What so visibly upset Ev was a crude power play, aimed at G.O.P. Gubernatorial Nominee Chuck Percy, by Goldwater forces at the meeting. During his successful primary campaign, Percy pledged himself to vote in San Francisco for the presidential candidate favored by a majority of the Illinois delegation. As of now, Goldwater holds that majority, and Percy has every intention of keeping his word. But he is suspect to the Goldwaterites because of his well-known belief that putting the Arizona Senator at the top of the ticket would seriously hurt the chances of all Illinois Republican state candidates, including Percy's own.
As the gubernatorial nominee, Percy could have expected to be chairman of the Illinois delegation to the national convention. But he knew he faced opposition from the Goldwater camp, and he didn't particularly want the chairmanship anyway; as chairman, he would be required to announce the convention vote of the heavily Goldwater delegation, thereby apparently identifying himself with Goldwater in the flood lights of national television.

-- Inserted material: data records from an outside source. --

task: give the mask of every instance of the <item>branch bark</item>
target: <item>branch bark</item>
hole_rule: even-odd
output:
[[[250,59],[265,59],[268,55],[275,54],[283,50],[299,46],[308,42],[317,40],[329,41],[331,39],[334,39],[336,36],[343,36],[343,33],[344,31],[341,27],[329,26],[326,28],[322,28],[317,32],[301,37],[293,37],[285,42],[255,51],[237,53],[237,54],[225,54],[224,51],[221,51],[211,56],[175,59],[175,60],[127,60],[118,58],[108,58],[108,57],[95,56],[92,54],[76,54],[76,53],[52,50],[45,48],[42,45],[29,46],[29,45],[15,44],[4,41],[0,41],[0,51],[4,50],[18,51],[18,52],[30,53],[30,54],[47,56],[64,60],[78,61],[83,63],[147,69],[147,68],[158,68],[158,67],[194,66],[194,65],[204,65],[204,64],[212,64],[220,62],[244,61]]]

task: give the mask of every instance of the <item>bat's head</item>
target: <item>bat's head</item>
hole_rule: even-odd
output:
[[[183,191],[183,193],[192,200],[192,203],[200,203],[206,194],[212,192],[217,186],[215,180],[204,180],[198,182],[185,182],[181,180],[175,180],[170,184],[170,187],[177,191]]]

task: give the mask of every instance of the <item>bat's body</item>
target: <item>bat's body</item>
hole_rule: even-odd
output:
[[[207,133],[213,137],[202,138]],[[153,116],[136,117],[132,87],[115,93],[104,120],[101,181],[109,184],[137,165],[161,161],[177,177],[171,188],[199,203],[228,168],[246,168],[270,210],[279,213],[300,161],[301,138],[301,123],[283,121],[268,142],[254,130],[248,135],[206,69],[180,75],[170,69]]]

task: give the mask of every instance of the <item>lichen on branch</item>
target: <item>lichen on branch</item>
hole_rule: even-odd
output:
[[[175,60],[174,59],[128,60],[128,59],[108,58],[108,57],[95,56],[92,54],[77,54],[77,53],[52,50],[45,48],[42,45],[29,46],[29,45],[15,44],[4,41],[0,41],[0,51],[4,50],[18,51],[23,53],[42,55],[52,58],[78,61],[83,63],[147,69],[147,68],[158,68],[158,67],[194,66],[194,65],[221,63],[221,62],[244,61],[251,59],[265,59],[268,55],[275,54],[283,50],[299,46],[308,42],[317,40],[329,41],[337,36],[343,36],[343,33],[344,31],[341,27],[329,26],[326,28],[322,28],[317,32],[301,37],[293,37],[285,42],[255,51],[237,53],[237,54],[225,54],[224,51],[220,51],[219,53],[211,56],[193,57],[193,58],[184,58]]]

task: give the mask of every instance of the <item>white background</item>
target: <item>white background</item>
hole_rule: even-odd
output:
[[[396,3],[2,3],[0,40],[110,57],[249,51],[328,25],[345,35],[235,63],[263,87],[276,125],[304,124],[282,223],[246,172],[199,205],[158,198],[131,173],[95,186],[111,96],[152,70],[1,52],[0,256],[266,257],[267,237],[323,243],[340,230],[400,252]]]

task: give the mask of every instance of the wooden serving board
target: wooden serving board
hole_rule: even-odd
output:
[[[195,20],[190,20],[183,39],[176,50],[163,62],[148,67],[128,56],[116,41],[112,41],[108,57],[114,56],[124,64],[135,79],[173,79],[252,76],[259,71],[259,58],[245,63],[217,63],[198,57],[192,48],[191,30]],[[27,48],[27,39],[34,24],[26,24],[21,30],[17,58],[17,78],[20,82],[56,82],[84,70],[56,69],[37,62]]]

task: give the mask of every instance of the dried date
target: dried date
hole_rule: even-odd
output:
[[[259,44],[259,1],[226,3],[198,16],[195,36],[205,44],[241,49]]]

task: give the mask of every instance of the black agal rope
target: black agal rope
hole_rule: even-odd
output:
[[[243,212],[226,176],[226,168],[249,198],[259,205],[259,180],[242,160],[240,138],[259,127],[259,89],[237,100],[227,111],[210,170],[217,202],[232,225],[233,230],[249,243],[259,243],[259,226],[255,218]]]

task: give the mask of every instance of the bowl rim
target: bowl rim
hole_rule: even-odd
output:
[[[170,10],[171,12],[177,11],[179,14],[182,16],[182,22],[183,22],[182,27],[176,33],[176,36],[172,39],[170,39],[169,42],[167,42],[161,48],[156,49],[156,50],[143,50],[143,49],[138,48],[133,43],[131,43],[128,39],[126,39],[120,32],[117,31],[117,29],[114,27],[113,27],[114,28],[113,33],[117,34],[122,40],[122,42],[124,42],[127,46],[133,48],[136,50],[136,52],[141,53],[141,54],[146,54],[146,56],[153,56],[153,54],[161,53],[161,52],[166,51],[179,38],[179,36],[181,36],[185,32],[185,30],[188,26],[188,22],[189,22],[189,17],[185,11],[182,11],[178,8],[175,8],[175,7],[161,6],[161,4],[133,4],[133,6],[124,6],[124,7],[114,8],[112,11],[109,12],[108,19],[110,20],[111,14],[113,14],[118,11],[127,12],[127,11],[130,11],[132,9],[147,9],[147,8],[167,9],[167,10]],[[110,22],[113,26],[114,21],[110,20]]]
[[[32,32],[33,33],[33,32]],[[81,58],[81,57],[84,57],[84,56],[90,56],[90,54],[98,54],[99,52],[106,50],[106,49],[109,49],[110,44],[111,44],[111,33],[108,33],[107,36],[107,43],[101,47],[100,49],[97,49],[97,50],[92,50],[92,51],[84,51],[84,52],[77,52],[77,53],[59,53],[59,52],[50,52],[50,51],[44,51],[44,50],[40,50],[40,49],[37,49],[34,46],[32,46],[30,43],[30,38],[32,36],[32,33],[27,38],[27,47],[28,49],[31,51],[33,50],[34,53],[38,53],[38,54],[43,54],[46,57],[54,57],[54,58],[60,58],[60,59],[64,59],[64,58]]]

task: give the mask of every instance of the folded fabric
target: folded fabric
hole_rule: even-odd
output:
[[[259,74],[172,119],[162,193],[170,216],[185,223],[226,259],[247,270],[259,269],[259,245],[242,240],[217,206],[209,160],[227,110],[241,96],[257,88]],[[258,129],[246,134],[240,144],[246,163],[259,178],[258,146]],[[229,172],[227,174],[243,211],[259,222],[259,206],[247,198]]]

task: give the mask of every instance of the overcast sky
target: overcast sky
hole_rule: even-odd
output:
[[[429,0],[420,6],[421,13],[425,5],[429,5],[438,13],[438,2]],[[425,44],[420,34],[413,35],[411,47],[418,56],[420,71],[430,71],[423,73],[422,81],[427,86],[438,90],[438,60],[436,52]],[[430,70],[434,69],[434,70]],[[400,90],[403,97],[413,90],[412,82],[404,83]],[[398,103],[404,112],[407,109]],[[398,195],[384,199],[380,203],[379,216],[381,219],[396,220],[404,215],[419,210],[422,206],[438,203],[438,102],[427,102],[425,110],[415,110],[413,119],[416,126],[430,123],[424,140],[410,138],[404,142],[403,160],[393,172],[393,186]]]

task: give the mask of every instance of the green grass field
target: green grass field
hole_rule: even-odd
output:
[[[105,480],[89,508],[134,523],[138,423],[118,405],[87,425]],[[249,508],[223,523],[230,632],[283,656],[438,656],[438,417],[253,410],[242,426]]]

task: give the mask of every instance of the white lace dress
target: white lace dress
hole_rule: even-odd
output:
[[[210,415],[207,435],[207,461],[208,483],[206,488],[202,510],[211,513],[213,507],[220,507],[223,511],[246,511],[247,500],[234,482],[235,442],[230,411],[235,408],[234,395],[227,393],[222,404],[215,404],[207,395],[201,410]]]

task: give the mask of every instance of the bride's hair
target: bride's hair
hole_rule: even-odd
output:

Percy therefore proposed that Dirksen be chairman, that he himself take second place as cochairman, and that the third top delegation post, that of secretary, go to an all-out Goldwater man. Dirksen agreed, and so did U.S. Representative Ed Derwinski, the Goldwater leader in Illinois. Said Derwinski later: "I agree to Dirksen's taking over as chairman because I think Chuck should be absolved from the line of fire at the convention. He needs to be out of it for his campaign."
But the rank-and-file Goldwater followers emphatically did not agree. And it quickly became clear that they had the votes to require that two of the three top national delegation officers be signed-in-blood Barry backers, thereby eliminating either Dirksen or, preferably, Percy. Dirksen was furious. "This is awful," he told Percy. "I'm going to make a fight of this."
For the sake of party harmony, Percy urged Ev against this course. "I can't afford to fight these Goldwater people," he said. Percy therefore withdrew as prospective cochairman, a Goldwater-leaner was named vice chairman, Dirksen left town mad, and Illinois Republicans were treated to the sight of their gubernatorial nominee, chosen overwhelmingly in a statewide primary, being reduced io the status of just another common delegate at the national convention.